# Head, shoulders knees and toes.......



## sandy8100 (Mar 10, 2015)

I'm helping out as a volunteer teaching underprivileged kids English, and I'm looking for some ideas to make it interesting for them. They are around 11 - 12 years old, they don't really want to be in the class and they don't really care whether they learn English or not. A bit of a challenge!
We did 'Head, shoulders knees and toes' last week which they loved and participated in, and I'm thinking of Old MacDonald for a lesson to learn animal names. 
Anyone got any ideas of really fun, simple, interactive songs or lessons I could use? It needs to be very entertaining and proactive to get their attention!


----------



## Pazcat (Mar 24, 2010)

The Hokey Pokey perhaps? 
All I can think of at the moment. Sorry, I will have a better think in the morning.


----------



## xabiaxica (Jun 23, 2009)

sandy8100 said:


> I'm helping out as a volunteer teaching underprivileged kids English, and I'm looking for some ideas to make it interesting for them. They are around 11 - 12 years old, they don't really want to be in the class and they don't really care whether they learn English or not. A bit of a challenge!
> We did 'Head, shoulders knees and toes' last week which they loved and participated in, and I'm thinking of Old MacDonald for a lesson to learn animal names.
> Anyone got any ideas of really fun, simple, interactive songs or lessons I could use? It needs to be very entertaining and proactive to get their attention!

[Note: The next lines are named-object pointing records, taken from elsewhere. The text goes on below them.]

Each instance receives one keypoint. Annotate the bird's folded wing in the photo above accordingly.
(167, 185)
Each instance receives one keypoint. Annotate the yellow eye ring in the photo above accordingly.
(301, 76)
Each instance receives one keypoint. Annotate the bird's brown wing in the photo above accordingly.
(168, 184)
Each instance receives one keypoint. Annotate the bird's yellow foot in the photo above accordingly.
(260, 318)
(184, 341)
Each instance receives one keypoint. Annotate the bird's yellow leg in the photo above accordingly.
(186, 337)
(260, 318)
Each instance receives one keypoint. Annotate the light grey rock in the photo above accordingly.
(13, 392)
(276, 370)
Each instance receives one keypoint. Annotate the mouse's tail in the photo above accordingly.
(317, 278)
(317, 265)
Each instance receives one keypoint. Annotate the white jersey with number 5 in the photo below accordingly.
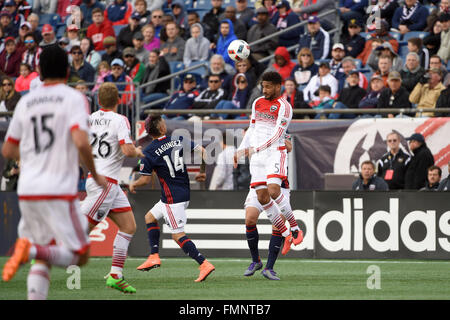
(41, 126)
(109, 130)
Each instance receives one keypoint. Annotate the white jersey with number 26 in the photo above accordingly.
(109, 130)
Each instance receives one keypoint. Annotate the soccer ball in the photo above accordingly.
(238, 50)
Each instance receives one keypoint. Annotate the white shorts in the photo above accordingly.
(174, 214)
(252, 199)
(60, 221)
(268, 166)
(99, 202)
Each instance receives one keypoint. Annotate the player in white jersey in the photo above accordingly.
(111, 142)
(264, 144)
(49, 131)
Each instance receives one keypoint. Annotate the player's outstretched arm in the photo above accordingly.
(81, 141)
(129, 150)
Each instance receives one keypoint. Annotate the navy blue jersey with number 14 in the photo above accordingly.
(165, 157)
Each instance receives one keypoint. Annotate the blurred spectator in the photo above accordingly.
(222, 176)
(100, 29)
(88, 6)
(349, 64)
(90, 55)
(368, 180)
(426, 93)
(370, 100)
(32, 51)
(48, 36)
(226, 36)
(411, 72)
(349, 97)
(211, 18)
(133, 67)
(25, 78)
(433, 40)
(184, 98)
(179, 13)
(353, 42)
(433, 178)
(260, 30)
(8, 27)
(393, 164)
(111, 52)
(44, 6)
(118, 12)
(33, 19)
(125, 37)
(306, 68)
(384, 68)
(380, 34)
(124, 84)
(316, 39)
(283, 64)
(412, 16)
(294, 97)
(197, 46)
(244, 13)
(144, 15)
(157, 68)
(138, 44)
(237, 99)
(384, 50)
(103, 70)
(394, 96)
(79, 68)
(210, 97)
(445, 183)
(11, 174)
(157, 21)
(323, 77)
(150, 40)
(283, 19)
(422, 159)
(10, 59)
(8, 96)
(173, 48)
(240, 29)
(444, 49)
(317, 7)
(415, 45)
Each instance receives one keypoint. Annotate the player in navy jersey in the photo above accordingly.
(164, 155)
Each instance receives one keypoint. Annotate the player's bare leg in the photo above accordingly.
(251, 219)
(190, 249)
(153, 232)
(127, 227)
(285, 207)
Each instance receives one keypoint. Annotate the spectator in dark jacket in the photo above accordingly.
(416, 174)
(283, 19)
(368, 180)
(412, 16)
(317, 39)
(395, 96)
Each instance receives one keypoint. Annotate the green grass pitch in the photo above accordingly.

I did 'There was an old lady who swallowed a fly' with a group that age & they performed it for their parents - it was a full term project - just a part of each lesson every week

they made big pictures & models to illustrate it - it was the hit of the end of year show!


----------



## ccm47 (Oct 15, 2013)

I found "Simon says" was a good game for directions e.g. turn left, body parts e.g. touch your nose and general instructions e.g. sit down.
Bingo for numbers
Wordsearch for all sorts of vocab, which can be made more complicated by asking for use in spoken or written sentences and stories.
Hangman for filling a few minutes.
Sorry I can't help with songs as I was teaching French to classes similar to those you describe in the UK.


----------



## kalohi (May 6, 2012)

At that age children love games. I don't know how big a group you have, what type of venue you're in or how much time you have, so it's hard to suggest anything. But assuming you're in a classroom they could use the board to play Pictionary or Cranium, or simply play charades (use basic words in English for the target expressions). Another quick and easy game is Simon Says - they can point to or touch anything in the area, or do action verbs. There's also picture bingo or even regular bingo - they each draw up their own 2x3 or 3x3 card choosing from a list of maybe 15-20 target words. You could buy some "sticky hands" from a Chinese bazaar







and have a throwing contest to hit the correct picture from a bunch that you've hung on the board or wall. Use your imagination to come up with more games. That's the fun of being a teacher!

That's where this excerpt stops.